1. Szentendre, a small town constructed right on one bank of the Danube, can be reached easily by frequent HEV suburban train from Batthyany ter in Buda in about 30 minutes. The narrow winding streets, alleys, small squares, Orthodox churches, Baroque houses, interesting museums, and small shops have all contributed in making the town an attraction for visitors. Every summer, the atmosphere in Szentendre becomes similar to that within a medieval Sicilian village or a small town in Crete. Though more oriented towards tourism, the town is nonetheless calm and relaxing.
2. The HEV train station in Szentendre is a bit out of town in Dunakanyar korut. From here, walk through the subway and then along the whole lengths of Kossuth Lajos utca and Dumtsa Jeno utca. From the north end of the latter, you can see Szentendre's atmospheric main square Fo ter ahead of you. The wrought iron Plague Cross in the middle of the square decorated with small icons is the symbol of the town.
3. Nowhere in Hungary will you find a town similar to Szentendre, where dozens of art galleries and museums meet you on every street and at every corner. Since days gone by, Hungarian artists flocked to Szentendre to experience the tranquillity and beauty of the Danube Bend. At Vastagh Gyorgy utca 1, the Margit Kovacs Museum containing the artistic works of a Hungarian is of a special mention. The Ferenczy Museum at Fo ter 6 has a wonderful exhibition of handmade tapestries while the Amos Anna Museum at Bogdanyi utca 12 contains a unique exhibition of 20th-century paintings, the work of Anna Amos and her husband. Don't miss the small marzipan shop-museum near the Tourist Information Office in Dumtsa Jeno utca. Many items inside the shop-museum are for sale and all are edible.
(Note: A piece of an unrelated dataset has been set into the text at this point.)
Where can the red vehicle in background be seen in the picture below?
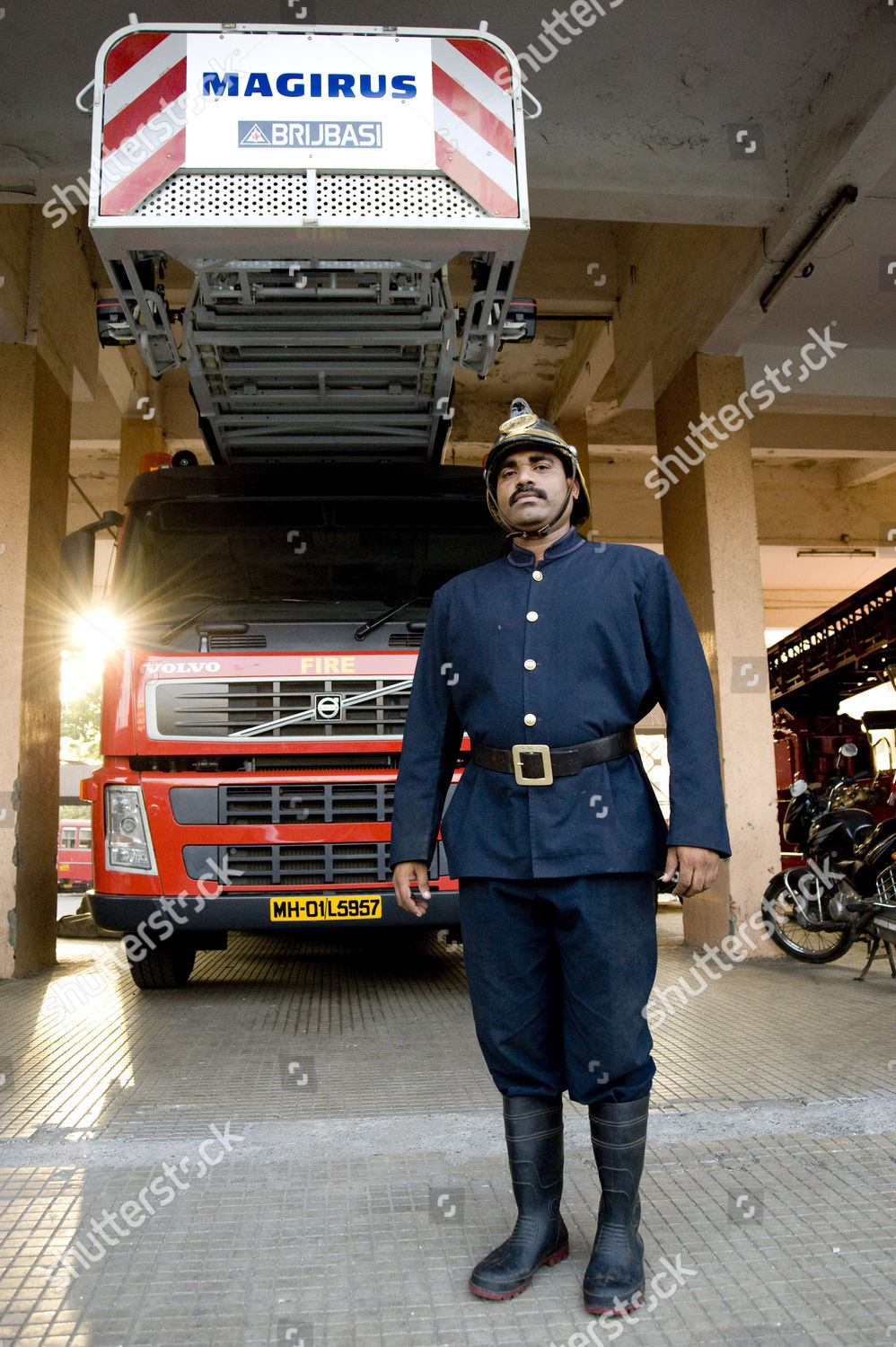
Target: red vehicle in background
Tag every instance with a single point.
(75, 867)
4. Szentendre's city centre boasts five churches. The first one that comes your way is the Pozarevacka church at Kossuth Lajos utca 1, a Serbian Orthodox church with a beautiful iconostasis worth seeing. The simple Catholic church of St.Peter and St.Paul at Peter Pal utca 6 has nothing worthy of note. From Fo ter, walk towards the corner between Bogdanyi utca and Gorog utca. Here you can see the Baroque Blagovestenska Church, an Orthodox edifice with a wonderful iconostasis and magnificent interior works of art. The church on Castle Hill on Templom ter is the parish church of St.John, a Gothic building which was rebuilt several times over the centuries. From Castle Hill, look north to see the red tower of Belgrade Cathedral some distance away. The Serbian ecclesiastical museum housed in a building nearby contains icons, church vestments, precious objects, and numerous unusual portraits, all worth viewing for their artistic value.
5. Besides museums and churches, there are many small shops from where you can buy souvenirs to take back home. Ceramics, engravings, old prints, embroidery and more can be found inside shops along pedestrianised Bogdanyi utca, a real shoppers' paradise. For Russian icons, stroll along Duna Korzo right in front of the river. If you are lucky, you can even come across an original icon, for which, of course, you have to pay dearly.